Planning reliability: Ensuring the AI generates correct and safe action sequences required implementing rigorous verification mechanisms and strict structured action schemas.
Real-time responsiveness: Handling screenshots, AI reasoning, and action execution natively requires extremely low latency. We had to optimize WebSocket streams and parallelize vision inference.
Cross-device interaction: Creating a system that can control interfaces across different operating systems required building an isolated local helper service that captures screens and executes actions securely.

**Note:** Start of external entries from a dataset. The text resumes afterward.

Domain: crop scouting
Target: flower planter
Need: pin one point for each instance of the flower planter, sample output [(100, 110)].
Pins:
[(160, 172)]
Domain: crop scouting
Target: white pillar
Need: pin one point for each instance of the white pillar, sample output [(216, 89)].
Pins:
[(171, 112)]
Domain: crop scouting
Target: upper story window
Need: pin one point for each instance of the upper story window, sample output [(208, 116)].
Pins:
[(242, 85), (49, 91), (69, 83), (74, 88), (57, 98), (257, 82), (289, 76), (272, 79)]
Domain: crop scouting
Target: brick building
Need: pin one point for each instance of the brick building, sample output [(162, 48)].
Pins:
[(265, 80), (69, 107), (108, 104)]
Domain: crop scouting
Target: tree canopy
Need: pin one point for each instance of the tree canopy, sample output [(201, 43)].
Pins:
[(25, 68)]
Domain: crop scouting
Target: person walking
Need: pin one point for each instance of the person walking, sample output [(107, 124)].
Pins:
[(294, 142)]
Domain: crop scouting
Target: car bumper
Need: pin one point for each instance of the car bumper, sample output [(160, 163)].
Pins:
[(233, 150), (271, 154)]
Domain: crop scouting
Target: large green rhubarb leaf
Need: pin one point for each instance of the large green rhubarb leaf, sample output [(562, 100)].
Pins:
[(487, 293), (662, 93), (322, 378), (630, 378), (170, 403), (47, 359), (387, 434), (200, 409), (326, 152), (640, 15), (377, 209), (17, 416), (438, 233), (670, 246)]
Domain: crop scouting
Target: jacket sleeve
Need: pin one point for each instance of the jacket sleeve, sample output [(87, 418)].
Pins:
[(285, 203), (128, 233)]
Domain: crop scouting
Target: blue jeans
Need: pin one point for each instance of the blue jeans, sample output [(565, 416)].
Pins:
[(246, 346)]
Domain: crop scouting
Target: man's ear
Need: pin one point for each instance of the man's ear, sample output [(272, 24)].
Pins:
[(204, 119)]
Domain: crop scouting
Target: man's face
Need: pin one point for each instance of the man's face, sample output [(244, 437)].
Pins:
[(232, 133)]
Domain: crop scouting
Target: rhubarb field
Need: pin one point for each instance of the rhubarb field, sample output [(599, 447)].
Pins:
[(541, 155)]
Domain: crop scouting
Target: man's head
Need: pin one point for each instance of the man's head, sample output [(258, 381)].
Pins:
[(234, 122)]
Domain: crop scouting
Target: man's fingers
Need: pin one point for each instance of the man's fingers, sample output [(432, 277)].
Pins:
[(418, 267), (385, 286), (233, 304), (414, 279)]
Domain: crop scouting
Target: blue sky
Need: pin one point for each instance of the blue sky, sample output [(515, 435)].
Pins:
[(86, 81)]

Accomplishments that we're proud of

We are immensely proud to have built a fully working, real-time autonomous UI navigation system.

Executed a complete perception → planning → execution → verification agent loop.
Delivered real-time voice-controlled UI navigation natively.
Built a gorgeous device management dashboard with session logging and replay for debugging agent behavior.
Successfully integrated Gemini's multimodal reasoning loop with real-world OS-level interface control.

This project demonstrates how AI agents can move beyond simple chat interfaces and begin directly operating our software environments.

What we learned

Through building Operon AI, we learned incredibly valuable lessons about designing autonomous agents:

Multimodal AI integration and crafting prompts that mix spatial and semantic data.
Agent architecture design focused on robust fail-states and continuous execution.
Cloud deployment and scaling using Google Cloud and Terraform.

Most importantly, we learned how to design systems where AI does not just generate text, but actively interacts with and manipulates digital environments.

What's next for Operon AI

We see Operon AI as the very first step toward ubiquitous autonomous digital assistants.

Future Roadmap:

More granular and accurate UI element detection logic.
Cross-application automation workflows spanning multiple completely different softwares.
Memory-based agents that actually learn and adapt to user preferences over time.
Expanded support for diverse mobile and desktop operating systems.
Collaborative multi-agent systems sharing context.

Our long-term goal is to build AI agents capable of fully operating computers and digital environments autonomously, entirely delegating the busywork of modern computing to AI.